Still, great managers, rarely, if ever, slate their players in public.

Frank Lampard is not a great manager.

Great managers don't need to slate their players in public.

Anyone with a titter of wit knows that what managers say in public can be very different from the words they utter in private.

The legendary Alex Ferguson infamously labelled most of his Aberdeen players - apart from centre-backs Willie Miller and Alex McLeish - "a disgrace" after the 1983 Scottish Cup Final. A game they won 1-0 against Rangers.

Years later he admitted that might have been aimed at demoralising the Ibrox men even further, showing how high the standards were at the Pittodrie.

Managers who publicly castigate their players after a loss are taking a much bigger risk, though.

Lampard might be attempting to provoke a positive response from Everton. Yet he may also have 'lost the dressing room'.

It certainly doesn't inspire confidence for him to admit that he's struggling 'to get inside people's heads and change the resilience across a whole squad.'

That surely has to be part of a top manager's skill-set.

In the GAA, I don't recall Mickey Harte ever criticising any of his players in public, no matter how bad the result. At most, he would attribute defeats to a collective failing of team and management.

Like many bosses he did, of course, blame the referee on occasions, although he usually had a legitimate gripe.

This column pointed out around a year ago that Ole Gunnar Solskjaer was a rarity because he was often honest in his post-match interviews, accepting that his team hadn't played well, admitting when officiating had favoured Manchester United, acknowledging that referees had a difficult job and couldn't get everything right, even with the help of technology.

Yet, as the pressure increased on him, he became like most of the rest: moaning about marginal decisions, quibbling over throw-ins a minute before a goal was scored, implying that referees were out to get them (even though Man Utd still get far more penalties and free kicks per foul than almost every other team).

The Gaelic Players Association's recent boycott of post-match interviews has been supported by most managers, as hard as that must be for some.

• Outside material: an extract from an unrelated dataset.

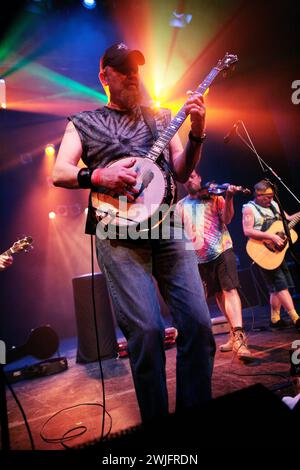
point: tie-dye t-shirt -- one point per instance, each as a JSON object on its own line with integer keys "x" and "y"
{"x": 108, "y": 134}
{"x": 204, "y": 227}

Many don't hold the media in high regard, but they do love the limelight.

Some managers are almost always interesting. I'll not name names in order not to offend the fragile egos of those who aren't listed but, readers, you know who they are.

Others, though, only speak to the media to further their own agenda.

There's a certain irony, though, that this GPA boycott has, probably inadvertently, targeted those who are really to blame for the expenses row: the managers.

No GAA player should be asked to train more than four times a week, but too many county boards won't stand up to those who dictate such a Stakhanovite effort from their squads.

When managers do talk again, it would be interesting to hear some of them explain how flogging players is in keeping with any belief in player welfare.

That would be worth 30 seconds of anyone's time.